Hi, I am using LSTM with the A2C algorithm. That means I have multiple instances of agents and environments, each one of them being reset (agent failed/succeeded) at different times.
The problem is that I want to “repack” (as in the pytorch LM example) only specific indices of the hidden states. However trying to repack only part of the hidden state did not go well.
Here is some simple code to illustrate the problem:
async_reset = True
class SimpleModel(nn.Module):
def __init__(self):
super(SimpleModel, self).__init__()
self.lstm = nn.LSTM(10, 5, num_layers=1)
def forward(self, input, hidden):
return self.lstm(input, hidden)
net = SimpleModel()
optimizer = torch.optim.RMSprop(net.parameters())

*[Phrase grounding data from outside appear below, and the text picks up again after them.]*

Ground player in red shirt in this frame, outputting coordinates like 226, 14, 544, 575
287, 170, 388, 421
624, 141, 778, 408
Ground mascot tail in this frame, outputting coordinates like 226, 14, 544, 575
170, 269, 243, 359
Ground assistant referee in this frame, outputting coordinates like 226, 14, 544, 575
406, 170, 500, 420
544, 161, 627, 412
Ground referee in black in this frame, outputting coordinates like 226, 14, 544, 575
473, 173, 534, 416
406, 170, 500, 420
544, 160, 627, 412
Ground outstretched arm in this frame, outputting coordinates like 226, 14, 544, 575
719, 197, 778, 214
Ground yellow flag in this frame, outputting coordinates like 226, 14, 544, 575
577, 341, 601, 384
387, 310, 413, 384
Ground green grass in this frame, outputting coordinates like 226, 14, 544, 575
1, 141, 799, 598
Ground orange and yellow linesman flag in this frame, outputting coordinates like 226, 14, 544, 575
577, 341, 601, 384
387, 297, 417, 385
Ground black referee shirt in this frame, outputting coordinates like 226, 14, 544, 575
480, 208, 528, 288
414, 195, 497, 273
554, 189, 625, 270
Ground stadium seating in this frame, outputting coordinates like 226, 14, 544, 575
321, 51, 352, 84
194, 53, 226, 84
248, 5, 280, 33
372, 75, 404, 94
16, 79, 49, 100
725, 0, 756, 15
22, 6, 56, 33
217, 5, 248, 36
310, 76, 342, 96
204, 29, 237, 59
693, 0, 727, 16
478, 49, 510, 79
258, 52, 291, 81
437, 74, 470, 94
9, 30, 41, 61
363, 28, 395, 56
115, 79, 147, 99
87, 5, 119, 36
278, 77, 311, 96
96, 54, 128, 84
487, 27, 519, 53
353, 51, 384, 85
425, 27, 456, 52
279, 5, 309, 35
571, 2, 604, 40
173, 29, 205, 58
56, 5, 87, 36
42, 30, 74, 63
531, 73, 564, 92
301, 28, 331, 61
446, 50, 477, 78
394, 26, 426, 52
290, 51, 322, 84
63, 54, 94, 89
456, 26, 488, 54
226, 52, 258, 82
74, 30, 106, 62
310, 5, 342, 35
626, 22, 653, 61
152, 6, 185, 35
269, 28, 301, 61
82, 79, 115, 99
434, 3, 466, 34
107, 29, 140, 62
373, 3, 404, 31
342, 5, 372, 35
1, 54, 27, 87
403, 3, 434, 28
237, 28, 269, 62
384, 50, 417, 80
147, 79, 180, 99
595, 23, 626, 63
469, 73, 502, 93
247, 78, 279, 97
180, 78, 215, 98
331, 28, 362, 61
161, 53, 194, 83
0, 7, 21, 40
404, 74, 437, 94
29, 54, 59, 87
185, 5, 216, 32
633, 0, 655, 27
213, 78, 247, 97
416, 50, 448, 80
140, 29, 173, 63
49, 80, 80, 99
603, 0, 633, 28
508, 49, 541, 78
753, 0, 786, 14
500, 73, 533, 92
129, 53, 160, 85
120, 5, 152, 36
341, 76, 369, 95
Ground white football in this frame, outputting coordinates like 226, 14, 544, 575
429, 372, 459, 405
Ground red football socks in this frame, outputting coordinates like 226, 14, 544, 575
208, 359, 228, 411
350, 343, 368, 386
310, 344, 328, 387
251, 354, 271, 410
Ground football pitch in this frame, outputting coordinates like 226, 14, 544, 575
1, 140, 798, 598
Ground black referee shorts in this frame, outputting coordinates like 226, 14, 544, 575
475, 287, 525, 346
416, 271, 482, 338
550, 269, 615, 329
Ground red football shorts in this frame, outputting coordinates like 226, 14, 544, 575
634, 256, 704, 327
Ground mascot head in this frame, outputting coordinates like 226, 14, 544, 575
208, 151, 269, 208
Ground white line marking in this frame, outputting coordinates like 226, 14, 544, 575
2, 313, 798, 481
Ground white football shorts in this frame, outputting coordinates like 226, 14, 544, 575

input = Variable(torch.ones((1, 4, 10)))
hidden = None
last_time = time.time()
odd = True
for i in range(20000):
output, hidden = net(input, hidden)
res = torch.sum(output)
# hidden = Variable(hidden[0].data), Variable(hidden[1].data)
c,h = hidden
if async_reset:
if odd:
c[:, :2] = Variable(c[:, :2].data)
h[:, :2] = Variable(h[:, :2].data)
else:
c[:, 2:] = Variable(c[:, 2:].data)
h[:, 2:] = Variable(h[:, 2:].data)
else:
c = Variable(c.data)
h = Variable(h.data)
print(odd)
odd = not odd
hidden = (c,h)
print("==")
optimizer.zero_grad()
loss = torch.sum(output)
loss.backward(retain_graph=True)
print("%d: Took %.2f second" % (i, time.time() - last_time))
last_time = time.time()
Note that when async_reset is False, the model runs very fast (<0.01 seconds) since there aren’t any previous timestamps to propogate.
When async_reset is True, a different half of the batch is repacked each time. This means that there should always be only one timestamp the model needs to look backwards to, and it should still be very fast.
But the results are different: It takes a lot of time to solve this (0.3 seconds after 230 runs).
I understand from this that the variable is still considering older timestamps. Probably because not the whole variable is detached from the gradients. Other methods such as starting with a zero hidden state and assigning the part of batch that should not be reset didn’t help.
Anyway to prevent this?
Thanks so much!